To create a container type, the `tp_flags' field of the type object
must include the `Py_TPFLAGS_GC' and provide an implementation of the
`tp_traverse' handler. The computed value of the `tp_basicsize' field
must include `PyGC_HEAD_SIZE' as well. If instances of the type are
mutable, a `tp_clear' implementation must also be provided.
`Py_TPFLAGS_GC'
Objects with a type with this flag set must conform with the rules
documented here. For convenience these objects will be referred to
as container objects.
`PyGC_HEAD_SIZE'
Extra memory needed for the garbage collector. Container objects
must include this in the calculation of their tp_basicsize. If the
collector is disabled at compile time then this is `0'.
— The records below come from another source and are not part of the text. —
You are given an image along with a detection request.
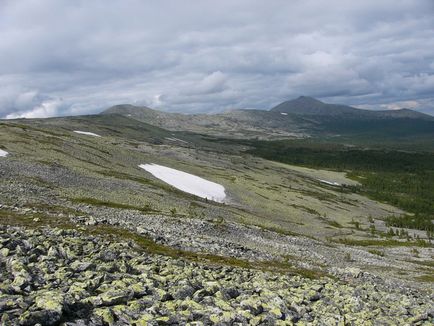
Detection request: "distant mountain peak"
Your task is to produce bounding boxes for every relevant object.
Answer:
[102,104,158,116]
[296,95,323,102]
[289,96,325,105]
[270,97,433,120]
[106,104,153,111]
[271,96,334,115]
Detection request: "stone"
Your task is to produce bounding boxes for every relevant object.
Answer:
[134,314,155,325]
[345,267,362,278]
[70,261,95,272]
[221,287,240,300]
[97,290,133,306]
[269,307,283,318]
[240,297,264,316]
[47,246,59,258]
[94,307,115,325]
[173,285,196,300]
[19,310,62,326]
[35,291,65,313]
[85,217,98,226]
[308,290,322,302]
[0,247,10,257]
[11,274,31,292]
[0,294,23,312]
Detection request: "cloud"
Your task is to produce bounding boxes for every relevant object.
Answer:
[359,98,434,115]
[0,0,434,118]
[6,97,63,119]
[380,100,420,111]
[185,71,228,95]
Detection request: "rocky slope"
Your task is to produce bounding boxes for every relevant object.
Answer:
[1,225,433,325]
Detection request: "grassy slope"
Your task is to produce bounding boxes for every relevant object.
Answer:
[242,139,434,235]
[0,115,404,242]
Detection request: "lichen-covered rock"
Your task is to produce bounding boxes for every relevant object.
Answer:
[97,289,134,306]
[19,308,63,326]
[35,291,65,312]
[70,261,95,273]
[172,284,196,300]
[0,247,9,257]
[0,294,26,312]
[0,225,432,325]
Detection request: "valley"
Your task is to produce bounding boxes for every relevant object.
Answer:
[0,100,433,324]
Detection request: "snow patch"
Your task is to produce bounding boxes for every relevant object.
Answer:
[165,137,189,144]
[318,179,340,186]
[139,163,226,203]
[0,149,9,157]
[280,112,288,116]
[73,131,101,137]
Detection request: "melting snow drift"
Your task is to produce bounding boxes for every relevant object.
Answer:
[139,163,226,202]
[280,112,288,116]
[0,149,9,157]
[318,179,341,186]
[165,137,188,144]
[73,131,101,137]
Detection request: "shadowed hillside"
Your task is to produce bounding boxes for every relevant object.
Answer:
[101,97,434,147]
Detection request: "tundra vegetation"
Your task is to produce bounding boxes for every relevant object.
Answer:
[0,109,433,325]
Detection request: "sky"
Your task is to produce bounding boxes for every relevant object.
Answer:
[1,0,434,119]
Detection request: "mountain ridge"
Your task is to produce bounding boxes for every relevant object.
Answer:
[100,97,434,141]
[270,96,433,120]
[103,96,433,120]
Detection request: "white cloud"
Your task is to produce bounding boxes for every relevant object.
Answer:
[380,100,420,110]
[358,98,434,115]
[0,0,433,117]
[6,98,63,119]
[193,71,228,95]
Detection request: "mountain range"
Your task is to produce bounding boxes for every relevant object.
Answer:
[102,96,434,141]
[271,96,432,119]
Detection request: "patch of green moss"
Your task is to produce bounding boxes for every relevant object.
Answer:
[326,220,344,228]
[368,249,385,256]
[416,274,434,282]
[406,259,434,268]
[0,208,76,230]
[290,204,320,216]
[71,197,157,213]
[334,238,432,248]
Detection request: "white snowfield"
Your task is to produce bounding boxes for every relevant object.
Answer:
[280,112,288,116]
[165,137,189,144]
[318,179,341,186]
[139,163,226,203]
[73,131,101,137]
[0,149,9,157]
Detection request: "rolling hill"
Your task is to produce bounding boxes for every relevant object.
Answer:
[101,97,434,146]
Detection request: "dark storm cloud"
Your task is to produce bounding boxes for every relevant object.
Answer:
[1,0,434,118]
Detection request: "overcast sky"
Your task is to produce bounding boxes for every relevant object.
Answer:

Constructors for container types must conform to two rules:
1. The memory for the object must be allocated using `PyObject_New()'
or `PyObject_VarNew()'.
2. Once all the fields which may contain references to other
containers are initialized, it must call `PyObject_GC_Init()'.
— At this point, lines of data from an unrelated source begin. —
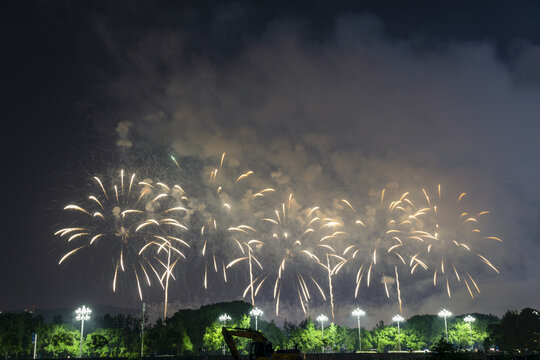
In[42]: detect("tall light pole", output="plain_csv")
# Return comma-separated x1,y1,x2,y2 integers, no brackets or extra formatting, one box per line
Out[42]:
219,314,232,354
76,306,91,358
317,314,328,337
352,308,365,351
32,333,38,359
392,315,405,351
463,315,475,349
250,308,263,331
316,314,328,353
140,302,146,358
438,309,452,342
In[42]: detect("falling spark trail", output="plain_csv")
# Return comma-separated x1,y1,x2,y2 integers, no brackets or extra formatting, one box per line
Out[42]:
57,170,189,308
327,254,335,320
395,266,402,313
419,185,502,298
164,249,171,320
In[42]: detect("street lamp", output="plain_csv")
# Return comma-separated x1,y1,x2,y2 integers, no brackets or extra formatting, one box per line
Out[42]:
316,314,328,353
352,308,365,351
463,315,475,349
392,315,405,351
219,314,232,354
250,307,263,331
219,313,232,325
316,314,328,336
438,309,452,341
75,306,91,358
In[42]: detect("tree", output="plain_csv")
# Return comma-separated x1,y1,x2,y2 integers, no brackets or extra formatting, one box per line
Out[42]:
429,337,465,360
352,327,374,351
336,325,356,351
405,314,445,347
282,319,297,344
0,312,51,358
448,319,488,350
297,319,321,353
146,318,192,356
402,329,426,351
86,330,110,357
202,322,224,352
517,308,540,351
43,324,80,357
448,322,471,350
182,334,194,353
258,320,285,349
169,300,252,353
372,326,397,352
489,308,540,352
323,323,343,351
0,332,23,357
92,313,141,357
282,318,321,353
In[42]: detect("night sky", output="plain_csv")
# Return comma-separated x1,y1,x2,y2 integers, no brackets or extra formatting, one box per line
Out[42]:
3,1,540,327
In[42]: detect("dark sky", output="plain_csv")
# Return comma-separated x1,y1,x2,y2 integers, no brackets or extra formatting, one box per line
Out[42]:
3,0,540,326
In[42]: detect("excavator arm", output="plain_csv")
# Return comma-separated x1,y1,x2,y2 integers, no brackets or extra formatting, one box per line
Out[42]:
222,327,268,360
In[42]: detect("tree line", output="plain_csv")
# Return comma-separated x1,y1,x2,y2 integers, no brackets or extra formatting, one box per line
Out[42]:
0,301,538,358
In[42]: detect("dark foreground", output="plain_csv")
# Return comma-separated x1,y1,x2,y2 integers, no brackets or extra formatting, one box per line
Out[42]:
26,353,540,360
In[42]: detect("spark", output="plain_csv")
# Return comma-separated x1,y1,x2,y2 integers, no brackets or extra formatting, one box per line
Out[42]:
259,193,334,316
58,246,84,265
180,151,261,290
418,185,501,298
340,189,421,307
57,171,189,308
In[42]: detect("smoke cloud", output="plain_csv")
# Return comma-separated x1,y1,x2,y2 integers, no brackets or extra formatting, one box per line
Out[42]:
116,121,133,148
91,13,540,325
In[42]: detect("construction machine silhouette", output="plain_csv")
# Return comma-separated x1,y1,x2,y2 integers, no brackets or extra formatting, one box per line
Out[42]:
222,327,305,360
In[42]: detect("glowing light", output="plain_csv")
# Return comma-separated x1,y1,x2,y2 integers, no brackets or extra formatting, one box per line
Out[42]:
352,308,365,351
249,307,263,330
438,309,452,341
75,306,91,358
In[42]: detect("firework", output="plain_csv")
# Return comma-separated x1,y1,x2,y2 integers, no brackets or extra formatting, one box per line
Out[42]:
251,193,341,316
340,189,426,313
56,170,190,314
137,177,191,319
224,191,278,306
415,185,501,298
179,152,261,290
226,232,265,306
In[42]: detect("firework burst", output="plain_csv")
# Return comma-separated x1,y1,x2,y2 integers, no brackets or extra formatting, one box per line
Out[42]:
251,193,342,316
56,170,190,313
136,177,191,318
339,189,427,312
415,185,501,299
182,152,260,289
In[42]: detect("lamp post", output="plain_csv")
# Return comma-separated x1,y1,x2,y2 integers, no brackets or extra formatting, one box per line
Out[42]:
352,308,365,351
250,308,263,331
392,315,405,351
32,333,37,359
316,314,328,353
317,314,328,336
219,314,232,354
219,313,232,325
76,306,91,358
463,315,475,349
438,309,452,341
140,302,146,358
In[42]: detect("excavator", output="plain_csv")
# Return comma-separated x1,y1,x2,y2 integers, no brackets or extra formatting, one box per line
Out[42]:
222,327,305,360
`void PyObject_GC_Init(PyObject *op)'
Adds the object OP to the set of container objects tracked by the
collector. The collector can run at unexpected times so objects
must be valid while being tracked. This should be called once all
the fields followed by the `tp_traverse' handler become valid,
usually near the end of the constructor.
Similarly, the deallocator for the object must conform to a similar
pair of rules:
1. Before fields which refer to other containers are invalidated,
`PyObject_GC_Fini()' must be called.
2. The object's memory must be deallocated using `PyObject_Del()'.
`void PyObject_GC_Fini(PyObject *op)'
Remove the object OP from the set of container objects tracked by
the collector. Note that `PyObject_GC_Init()' can be called again
on this object to add it back to the set of tracked objects. The
deallocator (`tp_dealloc' handler) should call this for the object
before any of the fields used by the `tp_traverse' handler become
invalid.
*Note:* Any container which may be referenced from another object
reachable by the collector must itself be tracked by the
collector, so it is generally not safe to call this function
anywhere but in the object's deallocator.
The `tp_traverse' handler accepts a function parameter of this type:
`int (*visitproc)(PyObject *object, void *arg)'
Type of the visitor function passed to the `tp_traverse' handler.
The function should be called with an object to traverse as OBJECT
and the third parameter to the `tp_traverse' handler as ARG.
The `tp_traverse' handler must have the following type:
`int (*traverseproc)(PyObject *self, visitproc visit, void *arg)'
Traversal function for a container object. Implementations must
call the VISIT function for each object directly contained by
SELF, with the parameters to VISIT being the contained object and
the ARG value passed to the handler. If VISIT returns a non-zero
value then an error has occurred and that value should be returned
immediately.
The `tp_clear' handler must be of the `inquiry' type, or `NULL' if the
object is immutable.
`int (*inquiry)(PyObject *self)'
Drop references that may have created reference cycles. Immutable
objects do not have to define this method since they can never
directly create reference cycles. Note that the object must still
be valid after calling this method (don't just call `Py_DECREF()'
on a reference). The collector will call this method if it
detects that this object is involved in a reference cycle.